115. The kit of Claim 114, wherein the genetic disorder is Prader-Willi/Angelman syndrome.

116. The kit of Claim 114, wherein the genetic disorder is Beckwith-Wiedemann syndrome.

117. A kit for determining the parental origin of a genetic disorder associated with a chromosome structural abnormality or uniparental disomy of a critical chromosomal region, comprising at least one probe in the critical chromosomal region which is sufficient to detect a tandemly repeated sequence polymorphism.

118. The kit of Claim 117, wherein the genetic disorder is Prader-Willi/Angelman syndrome.

119. The kit of Claim 118, wherein the genetic disorder is Beckwith-Wiedemann syndrome.

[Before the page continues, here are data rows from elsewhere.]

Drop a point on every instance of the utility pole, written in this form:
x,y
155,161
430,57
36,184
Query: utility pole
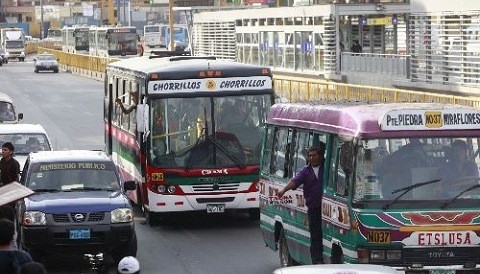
x,y
41,19
171,21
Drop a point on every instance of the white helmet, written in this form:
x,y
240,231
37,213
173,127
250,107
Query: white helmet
x,y
128,265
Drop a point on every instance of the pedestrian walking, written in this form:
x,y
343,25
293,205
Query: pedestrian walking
x,y
311,177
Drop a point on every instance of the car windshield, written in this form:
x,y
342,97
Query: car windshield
x,y
7,112
417,169
46,58
67,177
25,143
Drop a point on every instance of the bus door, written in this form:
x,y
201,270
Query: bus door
x,y
335,204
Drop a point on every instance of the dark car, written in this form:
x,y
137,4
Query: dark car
x,y
46,62
79,206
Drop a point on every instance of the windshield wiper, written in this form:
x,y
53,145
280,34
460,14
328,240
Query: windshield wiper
x,y
90,189
46,190
224,150
472,187
406,190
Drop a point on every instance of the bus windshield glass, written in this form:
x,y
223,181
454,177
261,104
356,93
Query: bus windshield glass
x,y
152,29
81,38
435,168
15,44
185,131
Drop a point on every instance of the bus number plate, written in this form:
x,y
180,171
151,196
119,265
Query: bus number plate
x,y
378,237
215,208
76,234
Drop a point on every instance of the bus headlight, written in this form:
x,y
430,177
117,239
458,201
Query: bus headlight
x,y
34,218
121,215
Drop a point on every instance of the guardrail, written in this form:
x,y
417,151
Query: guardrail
x,y
292,88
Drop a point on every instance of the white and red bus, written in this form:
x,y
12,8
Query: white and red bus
x,y
192,142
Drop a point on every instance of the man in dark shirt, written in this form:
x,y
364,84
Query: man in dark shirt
x,y
311,176
9,167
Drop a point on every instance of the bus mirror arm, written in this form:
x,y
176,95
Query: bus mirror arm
x,y
142,117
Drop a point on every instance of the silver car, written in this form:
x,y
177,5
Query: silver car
x,y
46,62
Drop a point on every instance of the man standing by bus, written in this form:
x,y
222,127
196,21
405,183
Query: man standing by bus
x,y
311,176
9,167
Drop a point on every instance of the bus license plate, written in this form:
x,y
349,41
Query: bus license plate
x,y
215,208
76,234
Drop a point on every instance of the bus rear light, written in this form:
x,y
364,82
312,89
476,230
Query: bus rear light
x,y
171,189
161,189
363,255
377,255
253,187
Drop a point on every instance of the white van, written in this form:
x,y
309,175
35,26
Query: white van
x,y
8,113
25,138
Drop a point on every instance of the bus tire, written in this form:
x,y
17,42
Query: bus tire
x,y
283,252
254,214
337,255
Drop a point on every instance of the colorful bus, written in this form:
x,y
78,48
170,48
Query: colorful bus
x,y
75,39
113,41
392,192
193,141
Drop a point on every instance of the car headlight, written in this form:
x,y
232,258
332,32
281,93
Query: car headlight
x,y
34,218
122,215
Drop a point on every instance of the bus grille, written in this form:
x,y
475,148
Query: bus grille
x,y
228,186
441,256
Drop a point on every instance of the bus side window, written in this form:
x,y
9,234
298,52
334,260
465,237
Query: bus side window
x,y
301,147
267,150
279,160
345,169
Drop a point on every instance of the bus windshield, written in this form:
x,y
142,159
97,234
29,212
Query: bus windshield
x,y
424,168
185,131
81,38
122,41
18,44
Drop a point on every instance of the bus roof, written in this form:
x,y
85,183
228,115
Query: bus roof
x,y
379,120
189,66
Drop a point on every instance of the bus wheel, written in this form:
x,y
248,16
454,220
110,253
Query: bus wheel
x,y
254,214
337,255
285,258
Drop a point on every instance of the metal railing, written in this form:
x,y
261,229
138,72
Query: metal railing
x,y
391,64
291,88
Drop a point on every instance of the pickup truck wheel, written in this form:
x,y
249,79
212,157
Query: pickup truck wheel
x,y
126,250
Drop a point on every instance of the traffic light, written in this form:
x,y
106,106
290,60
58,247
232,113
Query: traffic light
x,y
362,21
394,19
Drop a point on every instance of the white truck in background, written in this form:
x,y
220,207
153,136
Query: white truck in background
x,y
12,43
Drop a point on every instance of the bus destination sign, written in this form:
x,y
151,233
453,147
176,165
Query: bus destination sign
x,y
421,119
210,84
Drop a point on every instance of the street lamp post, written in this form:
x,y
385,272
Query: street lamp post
x,y
41,20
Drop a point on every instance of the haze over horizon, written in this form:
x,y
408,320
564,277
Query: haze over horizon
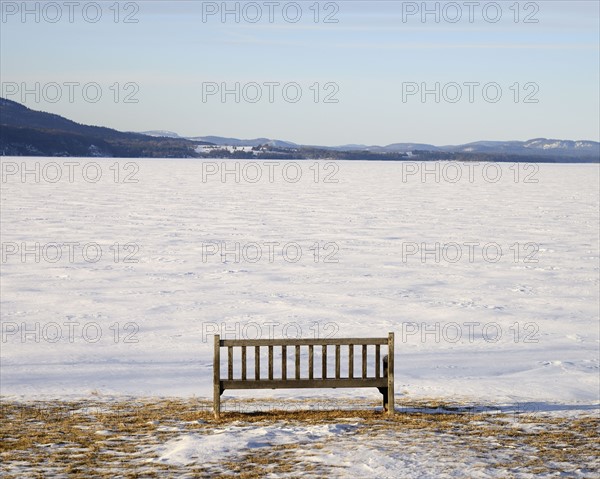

120. A kit for determining the genotype of a patient analyzed for a genetic disorder associated with a

chromosome structural abnormality or uniparental disomy of a critical chromosomal region, comprising at least one probe in the critical chromosomal region which is

sufficient to detect a tandemly repeated sequence

polymorphism.

121. The kit of Claim 120, wherein the genetic disorder is Prader-Willi/Angelman syndrome.

122. The kit of Claim 120, wherein the genetic disorder is Beckwith-Wiedemann syndrome.